Final güreşindeyse İsmail Balaban ve Orhan Okulu karşılaştı. İkisi de çevik ve atak güreşi seven pehlivanlar olduğu için güreşin heyecanlı geçeceği belliydi. Güreşin başında karşılıklı sert elenseler güreşi gerdi. Pehlivanlar o kadar sinirlendi ki bir ara güreşten ziyade boks maçına döndü. İki güreşçi çocukluklarından beri birçok kez karşılaşmış ve aynı yörenin –Antalya yöresi- güreşçileri olduklarından aralarında aslında bir dostluk da vardı. Merkez hakemlerinin güreşe müdahil olduğu anda İsmail Balaban’ın “Sen başlattın elenseyi. Ben mi başlattım?” demesi de bunun bir göstergesiydi. Güreşin sonunda İsmail Balaban muhteşem bir yenişle kemeri kuşandı.
Efsane Geri Döndü
İngilizlerin diplomasiden sonra dünya çapında iddialı olduğu ikinci şey olan Wimbledon’da bu yıl temaşa vardı. 2012’de Federer Wimbledon şampiyonu olunca herhalde son şampiyonluğu olur diye düşünmüştüm. Sonrasında gelişen süreç, benim için tenisi namertlerin kaplaması şeklinde tecelli etti ve tenisten giderek soğudum.
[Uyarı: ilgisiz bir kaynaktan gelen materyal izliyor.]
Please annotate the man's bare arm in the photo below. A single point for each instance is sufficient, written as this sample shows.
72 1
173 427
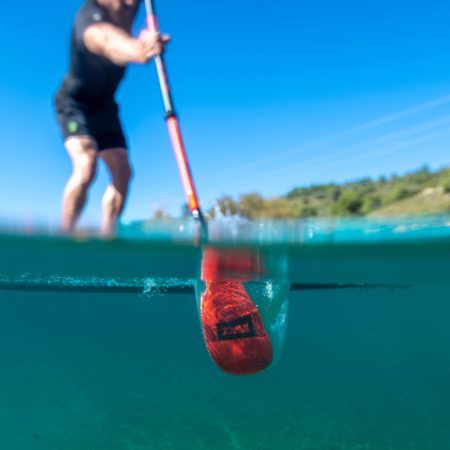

Ancak bu yıl Federer, adeta ben buradayım dedi. Önce Avustralya Açık turnuvasında Roger Federer – Rafael Nadal finali oldu ki özlediğimiz muhteşem maçlardan biriydi. Sonra 35 yaşındaki Roger Federer, Wimbledon’ı finalde set vermeden kazandı. Bu Federer’in Wimbledon’ı 8. kazanışı oldu.
Silverstone Hamilton’da
Silverstone’un en belirleyici özelliği olan yağmur bu yarışta da kendini gösterdi. Buna rağmen durgun geçen yarışta son on tur harikulade heyecanlıydı.
Hamilton yarışı başladığı gibi bitirerek kazandı. Diğer taraftan, Hamilton’un gerilerden başlayan takım arkadaşı Bottas yüksele yüksele ikinci ve üçüncü giden Räikkönen ve Vettel’e yetişti. Daha sonra Vettel’i geçerek podyumu bir köşesinden tutan Bottas, aslında halinden memnundu. Fakat 49. turda yani yarışın bitmesine iki tur kala Räikkönen’in lastiğine saplanan bir parça yüzünden lastik parçalanmaya başladı. Bu şekilde Bottas umduğundan fazlasını bularak yarışı ikinci sırada bitirdi.
Mercedes garajında sevinç yaşanırken Ferrari garajına hüzün çökmüştü. Räikkönen’in pitten çıkarak dördüncü sıraya yerleşmesi içlerini bir nebze olsun rahatlatırken bu sefer Vettel’i sürünürken gördük. Yine lastik sorunu Ferrari’yi bulmuştu. Bu şekilde Hamilton pilotlar şampiyonasında önemli puanlar kazanmış oldu.